El buen salvaje
Ken y Barbie en Waterloo
Hoy es un maletero lleno de barro y de un estiércol de togas del TC en donde caben la amnistía, el referéndum y el sexo sin tocarse
Desde el mundo de Yolanda Díaz el horizonte es un líquido blanco que torna en rosa cuanto más cerca de la vergüenza, como si el blanco y el rosa fueran tonos de luto que bien podrían asemejarse al infierno de los cristianos. Yolanda, al visitar a Puigdemont en Bélgica, estaba llamando a la puerta del ginecólogo porque, sin un Ken con atributos, Yolanda no sería vicepresidenta y, si bien no se quedaría en el paro, bajaría de categoría laboral. Tendría tiempo para dar cursos de inglés o para hacerse mejor la sorda.
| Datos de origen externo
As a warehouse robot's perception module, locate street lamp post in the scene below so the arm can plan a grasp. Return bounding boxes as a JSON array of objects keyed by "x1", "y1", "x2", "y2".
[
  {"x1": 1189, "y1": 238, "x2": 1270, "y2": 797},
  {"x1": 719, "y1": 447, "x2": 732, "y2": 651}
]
Puigdemont hace tiempo que se transformó en Chucky, y un día la cabeza le dio tantas vueltas que quiso asesinar a un país entero. Ahora, ambos, la que un día fue muñeca pepona, ahora transformada en Barbie, y el violador de todos los artículos de la Constitución, el nuevo Ken, se reúnen en el maletero de un coche, que antes era el asiento trasero de un autocine donde aún estaba permitido hacer ciertas manitas con según qué artículos. Hoy es un maletero lleno de barro y de un estiércol de togas del TC en donde caben la amnistía, el referéndum y el sexo sin tocarse, algo raro en Yolanda, que tiene restringida la entrada en los establecimientos que exhiben un cartelito con «Prohibido tocar».
Yolanda Díaz, no ella, la idea de Yolanda Díaz, apesta a santurrona elevada a los altares por el Papa Francisco. Diga lo que diga, le encantan los pellizcos de monja. Puigdemont, no él sino la idea de Puigdemont, guarda bajo ese flequillo, que son cerdas esculpidas por el tiempo, un mausoleo de infamias. Ambos están unidos por ese sentimiento casi religioso de mantenerse vivos incluso más allá de la muerte de España. Hacía tiempo que algunos no sentíamos esas ganas de frotarnos los ojos como si todo fuera el sueño de un conejo que come en duermevela. Pocas veces la política española, la contemporánea y toda ella, nos había retado a contemplar con los ojos abiertos, como en «La naranja mecánica», una escena tan impúdica.